Real time tweets twitter analysis:
TextBlob is a python library for Natural Language Processing (NLP).TextBlob actively used Natural Language ToolKit (NLTK) to achieve its tasks. NLTK is a library which gives an easy access to a lot of lexical resources and allows users to work with categorization, classification and many other tasks. TextBlob is a simple library which supports complex analysis and operations on textual data. TextBlob is a Python library for processing textual data. It provides a simple API for diving into common natural language processing (NLP) tasks such as part-of-speech tagging, noun phrase extraction, sentiment analysis, classification, translation, and more.
2. Tweepy
Tweepy is an open-source Python package that gives you a very convenient way to access the Twitter API with Python. Tweepy includes a set of classes and methods that represent Twitter’s models and API endpoints, and it transparently handles various implementation details. By using Tweepy, you could deal with low-level details having to do with requests, data serialization, authentication, and rate limits. This will reduce the time consumption and error. Tweepy also supports OAuth 2 authentication. OAuth 2 is a method of authentication where an application makes API requests without the user context. Use this method if you just need read-only access to public information.
IV. IMPLEMENTATION
The proposed system has two parts, one of which is based on Logistic Regression Model of Machine Learning and the other is the use of Textblob and Tweepy to detect hate speech in the form of words or sentences. The first step is the collection of ample amounts of data so that it is clear to distinguish the hate speech and the normal speech. We have used the twitter data base for this project. This data will be first analyzed and defined whether it comes under ‘hate’ or ‘non-hate’. When we inspect specific types of hate, some can be of extreme case, such as ‘racism’, the extreme case of both ‘hate’ and ‘non-hate’ is possible. We can define weather the tweets are negative or positive with the help of machine learning and with the help of Textblob we can rate the tweets on the scale of -1 to 1 on how hateful they are.
A. Machine Learning
In this part, with the help of Machine Learning, there are seven key steps namely, importing libraries, data collection, cleaning data set, data pre-processing, data splitting, classification model construction, and classification model evaluation.

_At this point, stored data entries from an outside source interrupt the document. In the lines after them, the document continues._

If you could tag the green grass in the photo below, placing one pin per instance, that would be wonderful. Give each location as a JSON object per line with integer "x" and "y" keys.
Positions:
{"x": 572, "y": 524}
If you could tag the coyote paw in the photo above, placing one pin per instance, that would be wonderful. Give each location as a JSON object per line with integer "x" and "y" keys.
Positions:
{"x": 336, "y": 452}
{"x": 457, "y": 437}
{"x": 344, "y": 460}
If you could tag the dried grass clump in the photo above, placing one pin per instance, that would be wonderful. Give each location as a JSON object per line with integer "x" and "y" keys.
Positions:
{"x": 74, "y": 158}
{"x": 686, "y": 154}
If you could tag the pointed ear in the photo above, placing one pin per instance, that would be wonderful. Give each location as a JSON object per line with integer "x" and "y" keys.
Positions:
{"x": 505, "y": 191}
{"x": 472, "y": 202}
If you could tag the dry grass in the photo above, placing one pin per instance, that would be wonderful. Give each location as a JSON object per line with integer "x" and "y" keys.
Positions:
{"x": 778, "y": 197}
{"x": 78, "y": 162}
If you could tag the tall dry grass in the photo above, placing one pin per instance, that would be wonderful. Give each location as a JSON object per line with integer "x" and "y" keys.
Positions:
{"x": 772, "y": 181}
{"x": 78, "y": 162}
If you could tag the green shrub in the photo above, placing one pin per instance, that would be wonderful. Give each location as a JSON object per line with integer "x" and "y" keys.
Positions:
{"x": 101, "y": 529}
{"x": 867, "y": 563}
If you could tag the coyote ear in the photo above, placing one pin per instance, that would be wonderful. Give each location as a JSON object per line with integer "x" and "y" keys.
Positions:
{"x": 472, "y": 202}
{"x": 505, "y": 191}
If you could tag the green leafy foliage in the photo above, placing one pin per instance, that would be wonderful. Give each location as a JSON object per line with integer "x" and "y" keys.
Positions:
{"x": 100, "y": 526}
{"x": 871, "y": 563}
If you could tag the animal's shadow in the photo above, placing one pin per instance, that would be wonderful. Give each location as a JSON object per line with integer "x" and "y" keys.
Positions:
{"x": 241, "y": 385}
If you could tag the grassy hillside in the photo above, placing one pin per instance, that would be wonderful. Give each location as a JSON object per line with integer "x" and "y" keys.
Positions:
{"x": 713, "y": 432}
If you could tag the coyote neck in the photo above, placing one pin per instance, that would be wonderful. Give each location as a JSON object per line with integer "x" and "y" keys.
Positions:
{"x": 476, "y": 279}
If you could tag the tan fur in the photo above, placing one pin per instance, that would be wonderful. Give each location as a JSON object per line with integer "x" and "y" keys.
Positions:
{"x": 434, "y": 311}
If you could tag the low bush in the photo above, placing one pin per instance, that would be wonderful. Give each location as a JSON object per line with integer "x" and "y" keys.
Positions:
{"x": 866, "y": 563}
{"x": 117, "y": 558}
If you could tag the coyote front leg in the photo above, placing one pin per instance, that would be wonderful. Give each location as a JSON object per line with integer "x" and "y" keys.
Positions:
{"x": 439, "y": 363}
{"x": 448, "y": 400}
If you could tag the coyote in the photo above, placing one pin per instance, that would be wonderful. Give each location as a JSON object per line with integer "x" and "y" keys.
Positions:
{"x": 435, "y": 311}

First of all, we import all important libraries. These include pandas, numpy, nltk, sklearn, logistic regression and many more. For loading dataset, in this project, we collected publicly available twitter tweets dataset. This dataset has 1048576 number of tweets. The reason we chose such a big number as our dataset is because the machine learning model gives more accurate results if there is a greater number of training and testing entries. After successfully importing data, we move on to cleaning data. Cleaning data includes removing unwanted columns in the dataset that might cause an effect on the prediction and are not of any use as far as prediction is concerned. Then we process the tweets according to our needs, i.e., we remove all the unwanted URL references, user @ references and '#' from tweet and punctuations. Then we split the dataset into training and testing dataset. The training dataset is used to train the dataset according to the model so that it can predict the results accurately, on the other hand the testing dataset is used to test the predictions and to check how accurate these results are. After this is done, we finally move on to deciding the best model suitable for the prediction. Here we have used Logistic Regression model of Machine Learning as it is widely used now a days and is very reliable. And finally, we look at the percentage of accuracy this model provides by printing the accuracy score. We have come to a conclusion that it provides an accuracy score of 84% which is very reliable and is one of the best outcomes that we can expect.

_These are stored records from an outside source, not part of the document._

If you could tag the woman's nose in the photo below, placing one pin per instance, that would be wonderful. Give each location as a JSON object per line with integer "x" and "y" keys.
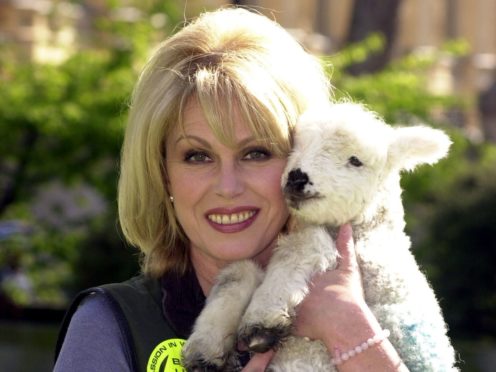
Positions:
{"x": 229, "y": 180}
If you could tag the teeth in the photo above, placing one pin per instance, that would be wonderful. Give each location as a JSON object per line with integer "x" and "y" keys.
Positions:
{"x": 229, "y": 219}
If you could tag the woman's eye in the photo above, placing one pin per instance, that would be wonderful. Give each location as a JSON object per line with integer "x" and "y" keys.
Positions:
{"x": 257, "y": 154}
{"x": 196, "y": 157}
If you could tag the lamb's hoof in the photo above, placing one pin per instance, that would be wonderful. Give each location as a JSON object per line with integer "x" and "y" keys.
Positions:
{"x": 260, "y": 339}
{"x": 201, "y": 365}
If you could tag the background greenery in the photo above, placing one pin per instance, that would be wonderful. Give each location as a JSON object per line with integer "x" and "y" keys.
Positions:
{"x": 61, "y": 131}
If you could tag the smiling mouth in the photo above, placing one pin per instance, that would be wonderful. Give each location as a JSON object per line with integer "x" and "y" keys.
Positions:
{"x": 232, "y": 218}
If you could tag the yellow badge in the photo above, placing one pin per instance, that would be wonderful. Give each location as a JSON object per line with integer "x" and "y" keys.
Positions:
{"x": 166, "y": 357}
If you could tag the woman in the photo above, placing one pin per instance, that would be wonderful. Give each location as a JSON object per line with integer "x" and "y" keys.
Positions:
{"x": 209, "y": 130}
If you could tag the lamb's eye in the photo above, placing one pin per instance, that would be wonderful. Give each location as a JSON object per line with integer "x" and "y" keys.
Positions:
{"x": 355, "y": 161}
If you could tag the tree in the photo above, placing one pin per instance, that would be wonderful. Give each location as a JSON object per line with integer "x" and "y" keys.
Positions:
{"x": 373, "y": 17}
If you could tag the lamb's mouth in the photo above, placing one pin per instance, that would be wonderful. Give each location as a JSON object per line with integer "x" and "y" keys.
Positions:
{"x": 296, "y": 200}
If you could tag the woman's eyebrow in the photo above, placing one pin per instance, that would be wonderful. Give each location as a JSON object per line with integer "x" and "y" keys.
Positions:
{"x": 205, "y": 143}
{"x": 189, "y": 137}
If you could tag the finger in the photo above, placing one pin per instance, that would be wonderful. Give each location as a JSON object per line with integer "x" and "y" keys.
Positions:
{"x": 259, "y": 362}
{"x": 346, "y": 246}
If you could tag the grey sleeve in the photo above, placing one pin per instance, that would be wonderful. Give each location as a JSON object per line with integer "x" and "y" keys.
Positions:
{"x": 93, "y": 341}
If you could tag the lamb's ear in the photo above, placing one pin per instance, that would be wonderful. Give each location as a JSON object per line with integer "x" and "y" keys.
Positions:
{"x": 412, "y": 146}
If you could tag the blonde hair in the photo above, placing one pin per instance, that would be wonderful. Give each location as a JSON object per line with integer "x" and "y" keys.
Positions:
{"x": 227, "y": 59}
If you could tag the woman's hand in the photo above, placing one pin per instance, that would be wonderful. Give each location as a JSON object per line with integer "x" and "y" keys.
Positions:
{"x": 334, "y": 296}
{"x": 335, "y": 312}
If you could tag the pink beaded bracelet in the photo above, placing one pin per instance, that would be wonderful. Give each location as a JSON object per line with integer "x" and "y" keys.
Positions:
{"x": 377, "y": 339}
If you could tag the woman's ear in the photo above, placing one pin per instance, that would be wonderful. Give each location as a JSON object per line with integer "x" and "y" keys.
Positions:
{"x": 412, "y": 146}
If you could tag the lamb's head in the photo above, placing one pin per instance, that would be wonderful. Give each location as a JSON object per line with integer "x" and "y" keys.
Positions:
{"x": 344, "y": 155}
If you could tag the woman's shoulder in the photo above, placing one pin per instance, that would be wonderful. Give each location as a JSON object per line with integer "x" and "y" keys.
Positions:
{"x": 93, "y": 340}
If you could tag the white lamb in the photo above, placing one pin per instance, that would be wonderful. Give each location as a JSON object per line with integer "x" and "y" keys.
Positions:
{"x": 345, "y": 167}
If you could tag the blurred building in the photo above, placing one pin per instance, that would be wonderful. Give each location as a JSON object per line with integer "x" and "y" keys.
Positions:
{"x": 422, "y": 26}
{"x": 42, "y": 30}
{"x": 49, "y": 30}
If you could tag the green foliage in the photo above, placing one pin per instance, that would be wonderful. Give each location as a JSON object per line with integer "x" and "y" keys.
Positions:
{"x": 63, "y": 125}
{"x": 450, "y": 207}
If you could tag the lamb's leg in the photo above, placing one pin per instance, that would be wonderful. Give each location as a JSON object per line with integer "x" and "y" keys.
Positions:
{"x": 270, "y": 313}
{"x": 299, "y": 355}
{"x": 211, "y": 347}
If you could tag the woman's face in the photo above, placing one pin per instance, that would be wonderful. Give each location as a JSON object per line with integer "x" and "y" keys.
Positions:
{"x": 228, "y": 201}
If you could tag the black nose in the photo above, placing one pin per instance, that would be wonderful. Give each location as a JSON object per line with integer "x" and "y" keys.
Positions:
{"x": 296, "y": 181}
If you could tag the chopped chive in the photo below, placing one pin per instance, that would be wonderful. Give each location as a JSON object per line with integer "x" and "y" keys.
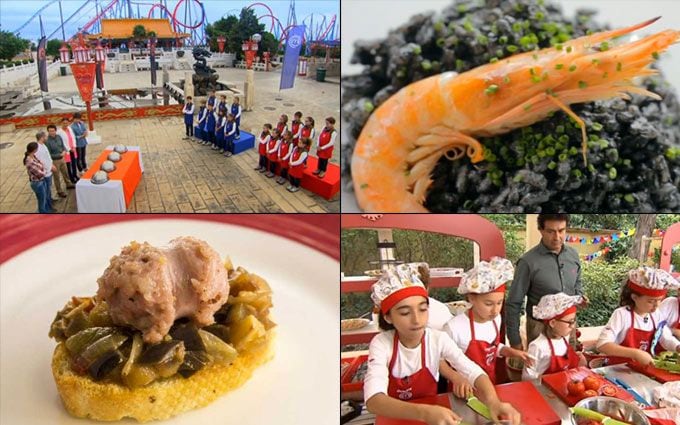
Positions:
{"x": 491, "y": 89}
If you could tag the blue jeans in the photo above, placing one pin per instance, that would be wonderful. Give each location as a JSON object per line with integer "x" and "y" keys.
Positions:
{"x": 48, "y": 193}
{"x": 40, "y": 192}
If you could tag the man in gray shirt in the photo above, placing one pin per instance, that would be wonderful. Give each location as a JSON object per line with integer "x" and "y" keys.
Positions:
{"x": 548, "y": 268}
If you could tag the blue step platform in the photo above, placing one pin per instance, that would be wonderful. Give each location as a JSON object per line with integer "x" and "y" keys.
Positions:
{"x": 245, "y": 142}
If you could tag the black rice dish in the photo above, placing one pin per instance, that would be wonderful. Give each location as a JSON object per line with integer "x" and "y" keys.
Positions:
{"x": 633, "y": 148}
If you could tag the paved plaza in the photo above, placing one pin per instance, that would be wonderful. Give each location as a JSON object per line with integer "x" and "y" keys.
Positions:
{"x": 183, "y": 176}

B. Real Time Tweets Twitter analysis
The implementation for this method includes importing libraries, defining the twitter developer account keys, authentication of this keys, creating API to import real time tweets and prediction.
Here we first import two main libraries first, Textblob and Tweepy, Tweepy imports all the tweets from twitter’s live database and Textblob defines the tweets as hateful or not by scoring them on the scale of -1 to 1. -1 means the most hateful tweet, 1 means the most positive tweet whereas 0 means a neutral tweet. After importing the libraries, we define variables and assign them the various secret keys that we get after making a developers account on twitter. Now we do the authentication or verification of these keys. Then we generate api so that we can get the real time tweets for analysis. Finally, we type in the keyword around which we want to do the twitter tweets analysis and number of tweets we want to import. Then with the help of Tweepy library, we classify the tweets as negative, positive and neutral. And then we print the results which shows the number of positive, negative and neutral tweets.
V. RESULTS AND DISCUSSIONS
We have implemented two different methods/methodologies for Hate Speech Detection. One is by using Twitter API and the other is by using Machine Learning Algorithm. In Twitter API method we have created a python program using python libraries like Tweepy and Textblob in which we give total number of tweets/tweet amount and a particular trend/term/topic name on which we want to classify or inspect the tweets as input and in result we get the latest tweets written on that topic on twitter classified into three categories as number of neutral tweets, number of positive tweets and number of negative or hatred tweets. This method is very efficient and allow us to verify latest tweets on twitter. The second method we have used for Hate Speech Detection is the Machine Learning Algorithm. In Machine learning Model of our Hate Speech Detection, we have imported appropriate libraries and used a large amount of dataset containing lakhs of tweets for evaluating the performance of our model. The Dataset was segregated into training and testing and finally we have predicted the results in terms of accuracy by Logistic regression Algorithm. So, using this Machine Learning Algorithm we got accuracy almost around 85%. Using these two methodologies we have proposed a Hate Speech Detection system which will help to evaluate the tweets written on twitter in efficient manner taking very less time.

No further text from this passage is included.